昨日記した「工房・樂土の間」は、樂土舎創設初期の1998年に造られている。その後2003年にはユニークな建築物が造られる。
「土の家」である。茶室。

「土の家」、茶室が見える。

ごつい鉄の扉から入る。

扉の下には、このプレート。
「土の家」。
樂土舎の活動の主要なもののひとつに建築がある。この20年の間、さまざまな建造物を造っている。
代表のマツダさんを中心にさまざまな人が関わって、さまざまな建造物を造ってきている。
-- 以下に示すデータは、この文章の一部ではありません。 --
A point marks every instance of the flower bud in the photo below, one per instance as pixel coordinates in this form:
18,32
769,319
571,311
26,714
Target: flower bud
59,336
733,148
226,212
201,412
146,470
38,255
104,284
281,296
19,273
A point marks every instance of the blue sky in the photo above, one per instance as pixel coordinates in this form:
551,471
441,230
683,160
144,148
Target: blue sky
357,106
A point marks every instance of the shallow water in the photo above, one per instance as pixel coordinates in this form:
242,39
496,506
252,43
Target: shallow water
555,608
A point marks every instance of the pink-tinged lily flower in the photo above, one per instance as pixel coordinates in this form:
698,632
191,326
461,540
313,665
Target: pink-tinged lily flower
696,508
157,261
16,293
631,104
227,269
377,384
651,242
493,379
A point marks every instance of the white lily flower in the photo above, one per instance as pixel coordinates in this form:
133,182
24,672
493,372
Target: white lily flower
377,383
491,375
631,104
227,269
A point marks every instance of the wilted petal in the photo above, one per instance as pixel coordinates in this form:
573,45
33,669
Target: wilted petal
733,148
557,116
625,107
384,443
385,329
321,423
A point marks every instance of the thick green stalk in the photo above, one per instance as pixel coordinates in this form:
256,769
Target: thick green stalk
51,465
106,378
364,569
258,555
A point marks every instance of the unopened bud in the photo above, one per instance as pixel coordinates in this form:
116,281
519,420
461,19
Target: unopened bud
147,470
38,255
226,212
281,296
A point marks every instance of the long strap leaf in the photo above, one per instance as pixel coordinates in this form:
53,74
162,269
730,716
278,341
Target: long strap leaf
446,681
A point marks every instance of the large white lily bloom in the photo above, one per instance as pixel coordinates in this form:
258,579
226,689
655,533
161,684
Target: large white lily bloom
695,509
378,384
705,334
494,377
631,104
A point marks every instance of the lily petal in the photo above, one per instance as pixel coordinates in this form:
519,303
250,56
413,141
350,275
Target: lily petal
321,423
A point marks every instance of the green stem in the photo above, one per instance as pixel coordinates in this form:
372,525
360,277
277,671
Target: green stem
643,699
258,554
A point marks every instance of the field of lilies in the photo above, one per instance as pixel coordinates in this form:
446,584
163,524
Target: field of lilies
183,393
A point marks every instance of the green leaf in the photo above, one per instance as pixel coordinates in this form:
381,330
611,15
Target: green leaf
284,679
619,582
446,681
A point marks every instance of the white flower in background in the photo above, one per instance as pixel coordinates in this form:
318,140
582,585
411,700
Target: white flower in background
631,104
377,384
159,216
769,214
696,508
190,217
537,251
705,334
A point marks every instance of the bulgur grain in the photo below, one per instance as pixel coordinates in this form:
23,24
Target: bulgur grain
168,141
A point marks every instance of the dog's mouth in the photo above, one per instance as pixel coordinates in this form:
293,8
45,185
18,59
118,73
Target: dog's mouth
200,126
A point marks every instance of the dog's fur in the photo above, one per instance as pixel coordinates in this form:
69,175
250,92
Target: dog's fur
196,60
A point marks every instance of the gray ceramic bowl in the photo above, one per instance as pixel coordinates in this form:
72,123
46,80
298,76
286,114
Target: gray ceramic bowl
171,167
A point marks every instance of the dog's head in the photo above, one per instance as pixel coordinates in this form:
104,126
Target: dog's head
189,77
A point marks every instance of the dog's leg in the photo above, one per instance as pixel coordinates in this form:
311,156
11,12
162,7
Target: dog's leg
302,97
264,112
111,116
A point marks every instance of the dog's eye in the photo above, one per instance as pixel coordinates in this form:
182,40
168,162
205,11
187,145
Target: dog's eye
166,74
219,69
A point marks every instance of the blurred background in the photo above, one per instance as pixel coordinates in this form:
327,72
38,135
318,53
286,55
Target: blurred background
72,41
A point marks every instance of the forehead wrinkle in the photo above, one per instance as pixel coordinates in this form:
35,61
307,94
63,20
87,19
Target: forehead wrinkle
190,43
その創造、制作の過程をも楽しむということであろう。茶室である「土の家」もそうして造られたものであると思われる。
「土の家」、はじめは杉板で屋根を葺いていたそうだ。しかし、杉板は長年の間に劣化する。
で、昨年から今年にかけ、奈木和彦さんのハンガールーフ・プロジェクトによる茶室再生を行なったとのことである。

路地を進み、お茶室へ。

このようなプレートがある。
奈木和彦≪道の巣≫。

奈木和彦プロフィール。
樂土舎のパンフから複写。

奈木さん、何と、石組み土壁の屋根にワイヤーハンガーを取りつけた。
夥しい数のワイヤーハンガーを。杉板に替えて。

石組みとワイヤーハンガーの取り合わせ、シュール。

ポロックだ。

躙口へ。
沓脱ぎ石で靴を脱ぎ、茶室に入る。

床には丸竹が張られている。
炉が切られ、蝋燭が灯されている。

その先に二曲一双の屏風がある。

ボケているが、このような紙片がある。
奈木和彦≪なみあい「枯れない花」vol.77≫。「なみあい」って、「変わらない」ってことなのか。
作家の奈木さんがいた。
この二曲一双の屏風、サテン生地に油彩したそうだ。
それにしても不思議な絵。不思議な色。深い絵である。
あまりにボウとしているので、暫らく後、今一度写真を撮りに行った。

これである。
蝋燭の灯の中の二曲一双の屏風。
茶室の屋根内部は、石を練った土で塗り固めている。味わい深い。
しばらくの間、この空間に身をおいた。
時が止まり、もろもろの観念が吹っ飛び、まだ生きていることの不思議さを、なぜか感じた。

茶室の屋根の天井。
明かりとりの窓がある。
イスタンブール・アヤソフィアの天井ドームを思わせる。

出る。
ハンガールーフの茶室。

左手には、水屋の土壁。
アヴァンギャルドとわびさびの融合、ここにも。